Anglerfish is a terrifying sea creature that lives over 1,000 meters (3,200 feet) deep in the sea and looks no less than a sea monster straight out of a Hollywood movie. However, what’s even more terrifying is the way this creature reproduces.
Ceratioids, a type of anglerfish, exhibit sexual parasitism, a rare reproductive behavior where the much smaller male fish permanently merge their bodies with the larger female fish. Once attached, the male acts like a parasite, relying entirely on the female for nutrition. In return, it ensures that when the female releases eggs, it always has a ready source of sperm for reproduction.
More than 20 species of anglerfish show sexual parasitism (in some cases, the attachment is temporary while in others it is permanent) and scientists have known about it for some time. They believe this reproductive strategy may have also played an important role in the evolution of the fish.
However, what they never fully understood is how the deep sea creature developed such behavior in the first place. Finally, a new study from researchers at Yale University provides some valuable insights into the origin of sexual parasitism in anglerfish.
“Sexual parasitism is thought to be advantageous to inhabiting the deep sea, which is Earth’s largest and most homogenous habitat. Once individuals find a mate in that vast expanse, obligate sexual parasitism allows them to permanently latch, which seems to be a critical aid to the evolution of deep-sea anglerfish,” Chase D. Brownstein, one of the lead study authors and a researcher at Yale, said.
Evolution of sexual parasitism in anglerfish
Millions of years ago, anglerfish didn’t swim but walked the ocean floor using modified fins, but during the Paleocene-Eocene Thermal Maximum (~56 million years ago) our planet witnessed intense global warming, forcing many animals to go extinct.
This is when anglerfish migrated from shallow ocean waters to the deep sea — and turned from benthic walkers to deep-sea swimmers. According to the study, this was also when the fish developed sexual parasitism.
When a male anglerfish encounters a female, he bites onto her body and releases an enzyme that dissolves the skin of his mouth and her body, fusing the two together. Over time, the male’s body essentially becomes a part of the female, with his organs shrinking and his body degenerating. Eventually, he is reduced to a pair of gonads that the female uses to fertilize her eggs whenever she is ready to reproduce. This allows her to have a readily available supply of sperm, eliminating the need for her to find a mate in the vast and dark ocean again.
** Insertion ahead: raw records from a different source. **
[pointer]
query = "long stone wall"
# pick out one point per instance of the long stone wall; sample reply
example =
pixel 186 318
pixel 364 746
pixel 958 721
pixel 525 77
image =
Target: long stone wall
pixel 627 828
This extreme form of sexual parasitism ensures the survival of the species in an environment where encounters between potential mates are rare. The male benefits by ensuring his genes are passed on, albeit at the cost of his autonomy and physical form.
The study authors conducted a genomic study of the deep sea fish and reconstructed its evolutionary history revealing several traits that possibly contributed to the development of sexual parasitism in anglerfish.
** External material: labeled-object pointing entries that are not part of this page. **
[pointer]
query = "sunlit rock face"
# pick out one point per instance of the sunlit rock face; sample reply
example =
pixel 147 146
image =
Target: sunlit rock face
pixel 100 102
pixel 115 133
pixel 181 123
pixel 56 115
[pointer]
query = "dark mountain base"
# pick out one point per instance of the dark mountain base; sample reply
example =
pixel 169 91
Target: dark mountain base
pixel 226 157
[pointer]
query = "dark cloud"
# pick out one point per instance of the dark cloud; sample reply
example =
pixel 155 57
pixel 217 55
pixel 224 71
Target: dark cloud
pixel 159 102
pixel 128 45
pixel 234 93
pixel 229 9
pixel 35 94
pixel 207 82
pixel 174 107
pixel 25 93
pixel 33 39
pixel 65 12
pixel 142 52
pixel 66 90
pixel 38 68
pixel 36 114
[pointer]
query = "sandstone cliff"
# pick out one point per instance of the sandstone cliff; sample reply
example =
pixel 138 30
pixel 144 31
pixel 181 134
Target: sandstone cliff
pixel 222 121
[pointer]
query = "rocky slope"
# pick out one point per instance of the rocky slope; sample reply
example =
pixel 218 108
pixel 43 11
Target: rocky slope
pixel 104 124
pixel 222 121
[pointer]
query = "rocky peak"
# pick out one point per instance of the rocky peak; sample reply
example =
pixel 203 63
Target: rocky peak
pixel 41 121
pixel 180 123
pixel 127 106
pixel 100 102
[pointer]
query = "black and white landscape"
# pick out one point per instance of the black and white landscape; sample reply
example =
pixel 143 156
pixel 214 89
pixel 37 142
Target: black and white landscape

“We found that a cascade of traits, including those required for sexual parasitism, allowed anglerfishes to invade the deep sea during a period of extreme global warming when the planet’s oceans were in ecological upheaval,” Brownstein said.
These traits included sexual dimorphism (difference in physical appearance of males and females) that led to large females and tiny males, and degeneration of adaptive immunity (body’s defense mechanism against foreign cells and pathogens).
While the extreme difference in body size allowed males to easily latch to the females and fuse their bodies with them, losing adaptive immunity made female anglerfish’s immune system unresponsive to the male parasite. This is why female fish antibodies don’t attack male cells when the male fish merges its body into the female.
“We determined that the degeneration of the genomic basis of adaptive immunity and extreme size differences between male and female anglerfishes coincide with the origin of ceratioids and the evolution of sexual parasitism,” the study authors note.
However, further research is required to confirm this theory and identify the genetic changes that led to these evolutionary changes.
Significance of sexual parasitism and its origin
Anglerfish live in the deep sea and they adopted sexual parasitism millions of years ago. Why should we even care about their reproductive strategy? Well, we should because one of the traits that enabled this creature to develop sexual parasitism could help us overcome many challenges associated with organ transplants.
For instance, a major risk during organ transplant operations is the rejection of the transplanted organ by the patient’s immune system. However, we could overcome this challenge if we figured out a way to make humans temporarily shed their adaptive immunity.
“Better understanding how deep-sea anglerfishes lost adaptive immunity could one day contribute to advances in medical procedures, such as organ transplants and skin grafting, where suppressing immunity is crucially important. It’s an interesting area for future medical research,” said Thomas Near, senior study author and a professor at Yale.
The study is published in the journal Current Biology.